By the end of the day, 9,233 ballots were cast in the Democratic primary; 2,914 in the Republican, said Harris County Clerk's spokesman Hector de Leon. First-day totals for early voting in the 2004 presidential primary totaled 849 in the Democratic contests and 678 in the Republican.

Note that in 2004, the entire cumulative total of the Democratic early vote in Harris County was 18,234; add in absentee ballots and it's 21,907. We may surpass that total tomorrow, on Day Two. That's outrageous.

A little back-of-the-envelope math: At this rate, about 100,000 people will vote early in the Democratic primary in Harris County. That's almost surely an underestimate, as early vote totals tend to rise towards the end of the period, but let's be conservative. Going by 2004 and 2006 results, the early vote is about 30% of the final tally. Let's be conservative again and say it'll be 40% this time, as there's been a pretty steady message of "Vote Early!" from party officials and us bloggers and whatnot. That pegs Harris County's early vote total at 250,000. From a turnout projection done a few months ago for Rick Noriega that I saw recently, Harris County will likely be about 17% of the statewide Democratic total for the primary. That puts the statewide total at about 1.5 million.

To put that into perspective, the 2004 Democratic Presidential primary turnout was 839,000. In 2000, it was 787,000. In 1996, 921,000. You have to go back to 1992 for an equivalent turnout, which was 1.48 million.

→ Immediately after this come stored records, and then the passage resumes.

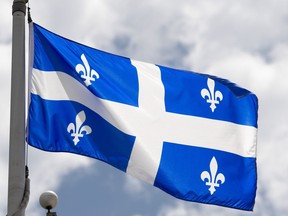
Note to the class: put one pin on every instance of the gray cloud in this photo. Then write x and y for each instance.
(244, 41)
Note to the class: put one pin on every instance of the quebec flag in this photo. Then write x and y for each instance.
(191, 135)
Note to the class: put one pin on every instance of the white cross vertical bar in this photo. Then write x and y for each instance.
(146, 153)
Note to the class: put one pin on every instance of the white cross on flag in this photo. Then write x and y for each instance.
(191, 135)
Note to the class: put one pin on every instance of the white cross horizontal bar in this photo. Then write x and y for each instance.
(138, 121)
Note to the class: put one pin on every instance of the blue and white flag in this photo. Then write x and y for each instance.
(191, 135)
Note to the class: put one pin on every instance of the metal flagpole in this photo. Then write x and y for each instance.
(17, 179)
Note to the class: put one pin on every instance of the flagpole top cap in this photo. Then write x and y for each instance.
(48, 200)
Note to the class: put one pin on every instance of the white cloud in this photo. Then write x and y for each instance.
(244, 41)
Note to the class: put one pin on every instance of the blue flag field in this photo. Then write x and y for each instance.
(192, 135)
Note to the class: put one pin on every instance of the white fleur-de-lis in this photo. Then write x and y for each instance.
(212, 96)
(213, 178)
(79, 129)
(86, 72)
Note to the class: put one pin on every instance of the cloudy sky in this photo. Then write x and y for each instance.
(245, 41)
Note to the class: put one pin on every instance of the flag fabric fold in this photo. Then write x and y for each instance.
(191, 135)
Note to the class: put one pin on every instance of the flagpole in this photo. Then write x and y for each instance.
(16, 179)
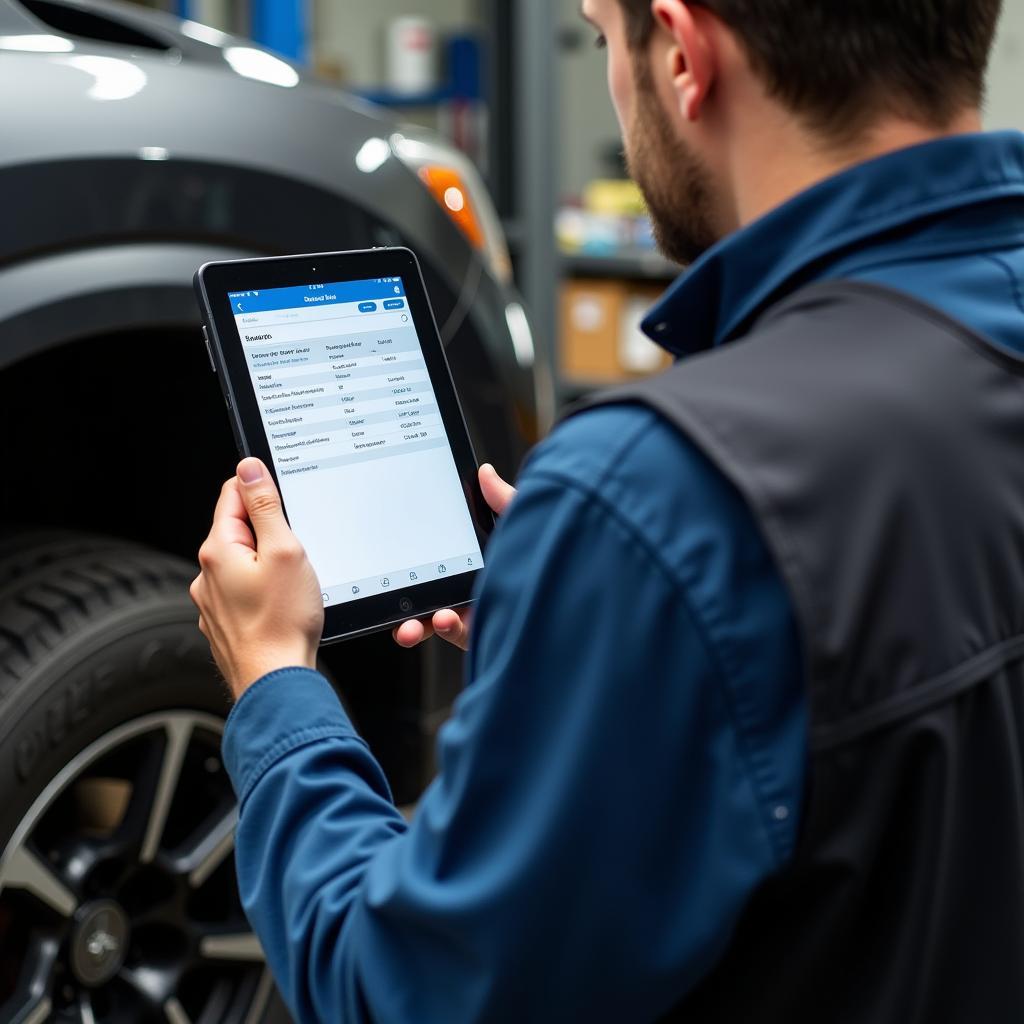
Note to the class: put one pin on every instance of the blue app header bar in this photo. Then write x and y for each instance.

Finally, note that state Democratic officials were throwing around the number 1.8 million earlier this week. That total was last achieved in 1988, which coincidentally was the last time the Texas primary mattered. I thought that number was too high when I first heard it, but now not so much. And it could still be higher. Wow.

Oh, and it's not just Harris:

Turnout was also brisk in the suburbs, including Fort Bend County, where 1,697 ballots were cast in the Democratic primary and 944 in the Republican.

It's a beautiful thing to see those Democratic numbers next to the Republican ones, isn't it? I don't know how predictive this will be of November totals, but I don't care at this point. I'm enjoying the moment. I just hope that this doesn't mess things up in FBC. Great timing, wouldn't you say? Thanks to Juanita for the link.

Posted by Charles Kuffner on February 20, 2008 to Election 2008

1.8 million sounds low to me.

I've been looking at "votes per CD" in various primaries.

South Carolina: 90,000+
Georgia: 80,000
Alabama: 75,000
Califonia: 75,000
Massachusetts: 120,000
New York: 60,000 (??)
Arizona: 400,000 (McCain's on the ballot).
Wisconsin: 140,000
Maryland: 90,000
Virginia: 90,000

Bush's margin in Alabama was about what it is in Texas. So, I think 75,000 is plausible, meaning you'd get about 2.3 million voters.

By the way, I'm fairly certain the Obama campaign can contact in person every voter they need in Texas. You'd need about 2000 volunteers per day to hit 50 doors. For Super Tuesday, the Obama camp had 15,000 "super volunteers", so if you can get a third of them to fly to Texas and put them up (total cost: $3 million?), you can do it.